Making a Difference is Harder than it Looks
The weekly Verdigris blog by Laurel Brunner
The first ever United Nations Environmental Assembly (UNEA) recently took place in Kenya’s capital, Nairobi. This was a lofty affair, attracting environmental ministers from over 180 countries, plus officials from governments and public bodies, economists and others to talk about saving the planet. Again.
Numbering some 1200 people, they discussed a range of problems, such as the illegal trade in wildlife, and sustainable consumption and production. High on the list was environmental rule of law, which energy intensive industries such as printing should take an interest in. Regulation is coming one way or another, that much is clear.
Alongside the summit ran the roving Sustainable Innovation Expo, organised by Climate Action, an NGO that works in partnership with the United Nations Environment Programme (UNEP). Participation in this little show is limited to private sector companies and is by invitation only. UNEA says the Expo provides: “multinationals and niche providers an unsurpassed platform for engagement, lobbying and networking at the highest possible levels of influence”. Super swanky networking, so over the five years the Sustainable Innovation Expo has been running, it might have been making a difference.
This year’s participants included some massive companies, but some of their innovations were pretty disappointing. For instance Avaya showed a streaming technology for video conferencing and reducing the need for business travel. What a yawn: surely one of world’s biggest IT companies could have come up with something a bit more original and exciting?
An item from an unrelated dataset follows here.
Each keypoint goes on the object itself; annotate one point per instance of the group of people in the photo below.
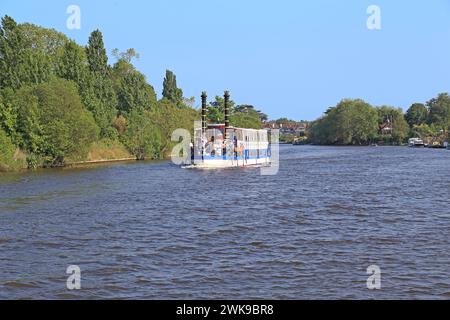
(219, 147)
Siemens gets our vote for best in show. It presented a hybrid power system that combines renewable energy technologies with fossil fuel power generation that can work off grid. There was no real blockbuster though. Lots on solar and wind energy. Lots on recycling and water management. But nothing on emerging technologies such as the thorium fuel cycle for use in nuclear power plants, but without the dangers. And nothing on energy storage for renewables.
The environmental problems facing us seem to get bigger and bigger so what a shame there wasn’t more truly amazing stuff. It was also a shame that this event didn’t get more widespread coverage in the press. Maybe coming up with globally relevant and profitable environmental innovations is much harder than it looks. Or maybe what was on show was the best they could find. In the end these things usually come down to money and influence. Little businesses are lost in the cracks and the massive machine that is the UN and its cohort lacks the mechanisms for finding true innovations. Perhaps that is where the problem lies: all those layers of distractive fat. Did they consider this when financing the green economy was discussed at UNEA?